September 20, 2009 at 3:23AM
Death Becomes Them by Alix Strauss
Death Becomes Them by Alix Strauss (Star Tribune/The Minnesota Star Tribune)

Obituaries make interesting reading. That's when the best stories come out, scathingly and fondly told, all the interesting episodes and escapades, but the scandals, too, and the achievements. An obituary is a picture of the life. But this is an unhappy book. The famous lives in it are just a prologue to the famous deaths. Ernest Hemingway, Sylvia Plath, Anne Sexton, Virginia Woolf, Hunter S. Thompson, Diane Arbus, Vincent Van Gogh, Mark Rothko, Spalding Gray, Abbie Hoffman, Kurt Cobain, Adolf Hitler and a few others all died by their own hand. In each case, the last hours are described (the manner of death is reported in such detail that it sometimes reads like an instruction in the art); the earlier suicide attempts are cataloged; the psychological histories are gone over; the suicide note and last words copied out. The last thing Hunter S. Thompson typed on his typewriter was the single word "counselor." What did it mean? What does any of it mean? Suicide is always mystifying, but seldom a complete surprise.

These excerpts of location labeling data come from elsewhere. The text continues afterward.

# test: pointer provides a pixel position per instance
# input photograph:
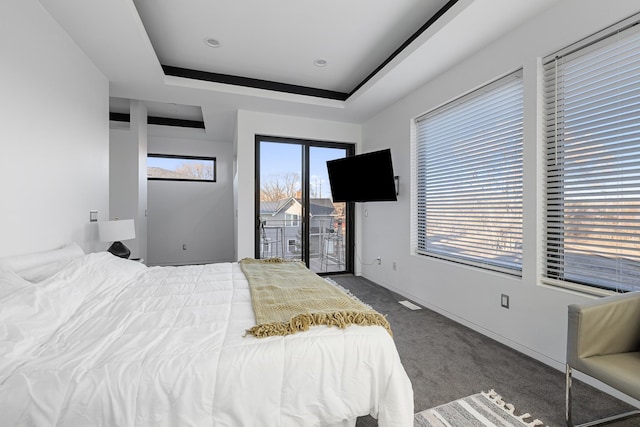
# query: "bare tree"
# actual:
(278, 187)
(196, 170)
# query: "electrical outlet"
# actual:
(504, 300)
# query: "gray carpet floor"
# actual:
(447, 361)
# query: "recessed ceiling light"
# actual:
(211, 42)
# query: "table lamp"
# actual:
(115, 231)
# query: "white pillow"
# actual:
(10, 282)
(39, 266)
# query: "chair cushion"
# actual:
(620, 371)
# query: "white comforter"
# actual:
(110, 342)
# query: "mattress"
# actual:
(110, 342)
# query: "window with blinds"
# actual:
(468, 165)
(592, 117)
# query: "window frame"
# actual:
(420, 207)
(577, 215)
(213, 160)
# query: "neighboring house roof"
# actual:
(317, 206)
(155, 172)
(321, 207)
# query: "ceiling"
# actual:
(374, 53)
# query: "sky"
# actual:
(277, 158)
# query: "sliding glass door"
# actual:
(296, 216)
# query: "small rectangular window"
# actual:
(165, 167)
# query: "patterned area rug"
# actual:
(481, 410)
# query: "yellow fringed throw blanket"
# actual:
(287, 298)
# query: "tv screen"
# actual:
(366, 177)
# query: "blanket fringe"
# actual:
(497, 399)
(303, 322)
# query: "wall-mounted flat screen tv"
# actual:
(366, 177)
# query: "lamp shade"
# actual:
(111, 231)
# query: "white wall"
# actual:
(128, 176)
(196, 214)
(251, 124)
(54, 136)
(536, 321)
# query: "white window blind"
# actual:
(592, 93)
(468, 169)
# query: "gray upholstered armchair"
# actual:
(603, 342)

The author's approach is thorough, almost forensic, but occasionally flippant. The people were glamorous but their deaths, in this kind of detail, are unromantic and unenviable. "Death Becomes Them: Unearthing the Suicides of the Brilliant, the Famous, and the Notorious" is an impressive accumulation of facts, but it isn't a good read. People are likely to open the book with morbid curiosity and close it with a sense that celebrities are as unhappy and fragile as everybody else.